Stories about haunted houses tend to fall into two broad approaches:
Firstly, there are the stories that are all about the haunting and which use their characters as viewpoints through which to explore the haunting and victims through whom the haunting’s destructive power can be felt. This style of story is quite popular in horror films but it also forms the backbone of the occult detective and paranormal investigation sub-genres where the tendency is always to show the audience something frightening and then let that horror blossom through a process of rational contextualisation whereby the spooky thing in the old house becomes a horrific truth about the world.
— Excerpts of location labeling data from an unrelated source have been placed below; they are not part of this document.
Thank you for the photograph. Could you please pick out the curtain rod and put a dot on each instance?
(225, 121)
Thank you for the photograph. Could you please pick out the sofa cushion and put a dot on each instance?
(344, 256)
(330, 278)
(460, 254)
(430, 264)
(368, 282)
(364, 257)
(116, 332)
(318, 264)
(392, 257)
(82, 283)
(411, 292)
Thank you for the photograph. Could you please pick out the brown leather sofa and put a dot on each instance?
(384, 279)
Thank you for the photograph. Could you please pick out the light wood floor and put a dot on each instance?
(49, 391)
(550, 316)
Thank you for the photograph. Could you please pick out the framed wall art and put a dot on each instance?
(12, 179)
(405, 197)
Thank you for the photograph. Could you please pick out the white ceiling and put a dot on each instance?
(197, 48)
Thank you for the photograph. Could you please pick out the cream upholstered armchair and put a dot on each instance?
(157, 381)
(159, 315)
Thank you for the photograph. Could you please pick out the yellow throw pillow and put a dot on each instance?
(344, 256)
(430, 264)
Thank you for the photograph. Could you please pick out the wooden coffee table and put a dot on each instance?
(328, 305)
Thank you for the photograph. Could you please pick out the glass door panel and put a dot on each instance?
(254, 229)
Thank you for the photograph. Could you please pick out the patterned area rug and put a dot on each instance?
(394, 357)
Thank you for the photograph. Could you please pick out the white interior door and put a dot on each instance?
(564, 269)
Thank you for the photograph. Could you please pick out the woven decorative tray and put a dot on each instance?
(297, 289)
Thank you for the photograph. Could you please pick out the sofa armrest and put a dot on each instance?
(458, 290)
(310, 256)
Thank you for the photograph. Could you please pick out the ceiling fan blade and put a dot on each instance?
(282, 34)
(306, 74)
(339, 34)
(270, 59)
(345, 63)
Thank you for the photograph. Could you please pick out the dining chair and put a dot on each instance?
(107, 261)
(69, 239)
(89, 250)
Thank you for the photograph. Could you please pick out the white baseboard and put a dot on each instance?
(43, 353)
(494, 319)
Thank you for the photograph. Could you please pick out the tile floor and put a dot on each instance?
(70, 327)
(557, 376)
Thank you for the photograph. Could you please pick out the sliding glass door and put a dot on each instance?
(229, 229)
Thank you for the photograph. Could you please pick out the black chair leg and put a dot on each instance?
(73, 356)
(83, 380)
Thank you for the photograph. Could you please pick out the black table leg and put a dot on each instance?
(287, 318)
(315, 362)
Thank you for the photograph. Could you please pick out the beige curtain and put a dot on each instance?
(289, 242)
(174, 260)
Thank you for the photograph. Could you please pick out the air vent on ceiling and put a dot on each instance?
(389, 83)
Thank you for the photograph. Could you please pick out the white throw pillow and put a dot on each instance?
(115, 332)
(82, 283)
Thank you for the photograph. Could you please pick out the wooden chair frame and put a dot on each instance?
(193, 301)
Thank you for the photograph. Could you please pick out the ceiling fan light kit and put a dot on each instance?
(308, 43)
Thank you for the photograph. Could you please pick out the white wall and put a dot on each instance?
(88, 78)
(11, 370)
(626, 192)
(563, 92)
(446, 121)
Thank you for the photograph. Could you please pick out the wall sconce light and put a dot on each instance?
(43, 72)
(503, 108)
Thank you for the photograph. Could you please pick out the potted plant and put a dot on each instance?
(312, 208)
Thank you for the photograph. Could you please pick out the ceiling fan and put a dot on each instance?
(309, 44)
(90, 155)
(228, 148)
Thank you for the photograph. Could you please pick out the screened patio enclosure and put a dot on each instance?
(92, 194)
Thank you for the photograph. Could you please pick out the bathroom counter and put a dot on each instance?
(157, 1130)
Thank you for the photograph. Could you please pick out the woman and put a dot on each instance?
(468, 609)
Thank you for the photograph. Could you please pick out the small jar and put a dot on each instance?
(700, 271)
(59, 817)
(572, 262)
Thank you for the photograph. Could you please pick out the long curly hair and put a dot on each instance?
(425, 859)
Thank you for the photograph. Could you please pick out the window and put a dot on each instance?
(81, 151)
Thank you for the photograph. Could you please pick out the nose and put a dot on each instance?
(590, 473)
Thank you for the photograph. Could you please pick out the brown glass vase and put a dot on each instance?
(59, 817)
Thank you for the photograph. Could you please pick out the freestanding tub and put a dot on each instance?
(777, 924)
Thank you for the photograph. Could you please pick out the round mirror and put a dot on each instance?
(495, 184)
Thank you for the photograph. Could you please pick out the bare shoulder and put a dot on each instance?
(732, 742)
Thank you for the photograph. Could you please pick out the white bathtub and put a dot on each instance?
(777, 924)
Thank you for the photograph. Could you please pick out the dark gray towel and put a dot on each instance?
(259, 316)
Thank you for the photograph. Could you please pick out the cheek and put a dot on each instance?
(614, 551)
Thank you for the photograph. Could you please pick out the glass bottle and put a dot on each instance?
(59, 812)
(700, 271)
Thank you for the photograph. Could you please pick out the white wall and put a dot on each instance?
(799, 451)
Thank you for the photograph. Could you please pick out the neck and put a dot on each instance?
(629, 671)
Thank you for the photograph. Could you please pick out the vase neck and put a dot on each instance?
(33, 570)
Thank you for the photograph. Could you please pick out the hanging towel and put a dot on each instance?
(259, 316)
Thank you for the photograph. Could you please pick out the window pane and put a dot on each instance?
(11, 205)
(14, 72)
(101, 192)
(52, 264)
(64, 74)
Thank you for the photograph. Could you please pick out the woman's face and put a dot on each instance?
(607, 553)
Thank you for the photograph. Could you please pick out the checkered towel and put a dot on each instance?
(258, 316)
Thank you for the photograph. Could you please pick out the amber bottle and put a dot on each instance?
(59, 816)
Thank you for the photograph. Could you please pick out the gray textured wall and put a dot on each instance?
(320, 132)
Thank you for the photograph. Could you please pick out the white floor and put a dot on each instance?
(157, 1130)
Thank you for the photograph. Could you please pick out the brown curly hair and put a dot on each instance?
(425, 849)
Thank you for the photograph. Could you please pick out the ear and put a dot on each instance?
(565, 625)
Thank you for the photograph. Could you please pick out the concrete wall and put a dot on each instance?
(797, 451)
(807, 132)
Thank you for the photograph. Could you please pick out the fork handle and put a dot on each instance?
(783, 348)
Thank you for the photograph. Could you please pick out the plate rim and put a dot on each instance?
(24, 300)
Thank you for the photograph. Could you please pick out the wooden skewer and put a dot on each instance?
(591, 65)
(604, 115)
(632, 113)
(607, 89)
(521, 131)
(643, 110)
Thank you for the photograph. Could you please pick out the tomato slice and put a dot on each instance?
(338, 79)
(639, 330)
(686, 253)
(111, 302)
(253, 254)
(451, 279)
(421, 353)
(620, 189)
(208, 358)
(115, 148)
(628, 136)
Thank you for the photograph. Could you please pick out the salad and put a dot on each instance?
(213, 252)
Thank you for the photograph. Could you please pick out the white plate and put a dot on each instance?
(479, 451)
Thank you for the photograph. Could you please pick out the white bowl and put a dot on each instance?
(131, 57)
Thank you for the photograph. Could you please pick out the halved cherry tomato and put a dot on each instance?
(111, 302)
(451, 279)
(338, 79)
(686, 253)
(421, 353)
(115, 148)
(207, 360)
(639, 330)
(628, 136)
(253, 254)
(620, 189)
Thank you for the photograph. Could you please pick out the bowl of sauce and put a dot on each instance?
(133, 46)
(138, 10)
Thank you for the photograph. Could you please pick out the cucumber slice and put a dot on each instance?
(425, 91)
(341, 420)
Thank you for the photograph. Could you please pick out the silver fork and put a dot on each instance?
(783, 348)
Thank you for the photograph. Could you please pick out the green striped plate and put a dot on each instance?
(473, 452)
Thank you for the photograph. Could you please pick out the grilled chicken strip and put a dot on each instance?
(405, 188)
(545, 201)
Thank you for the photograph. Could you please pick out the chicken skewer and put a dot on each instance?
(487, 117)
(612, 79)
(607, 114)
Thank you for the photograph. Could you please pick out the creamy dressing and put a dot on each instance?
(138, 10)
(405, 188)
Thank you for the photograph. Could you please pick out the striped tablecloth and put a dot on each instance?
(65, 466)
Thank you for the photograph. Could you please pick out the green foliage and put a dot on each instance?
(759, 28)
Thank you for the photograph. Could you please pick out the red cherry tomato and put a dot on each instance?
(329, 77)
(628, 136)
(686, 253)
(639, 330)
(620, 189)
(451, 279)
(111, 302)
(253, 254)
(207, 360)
Secondly, there are stories where the focus is on the human characters rather than the haunting itself. In this style of story, the haunting is not required to make sense as the point of the exercise is to show you a human mind imploding under unimaginable pressure. In some ways, having a haunting not make sense only adds to its power because the characters’ inability to see the edges of the haunting only serves to make it harder to endure.
I refer to these groups as approaches because a lot of great works move between the two. For example, Ghostwatch shuffles back and forth between the approaches, hinting at hidden lore before focusing on the little girl and then moving back to the lore as the true nature of the horror is revealed. Similarly, The Exorcist presents itself as a lore-filled possession story but in reality the power of the film owes less to Catholic myth than it does to the film’s interest in the experience of the little girl and the relationship she has with her mother. Naturally, there are great examples from either form and many of the best works do employ elements of both approaches but the hauntings that stay with me tend to be of the more psychological variety. For me, the greatest ghost story of all time remains The Haunting of Hill House by Shirley Jackson, a novel in which the exact shape and source of the horror are a lot more vague than the beautifully-drawn portrait of a vulnerable woman descending into outright madness.
While any comparison to Hill House is going to be unflattering, Cassandra Khaw’s novella Nothing but Blackened Teeth is clearly a story that is more interested in the haunted than the haunting. More’s the pity then that the story’s human elements never quite snap into focus.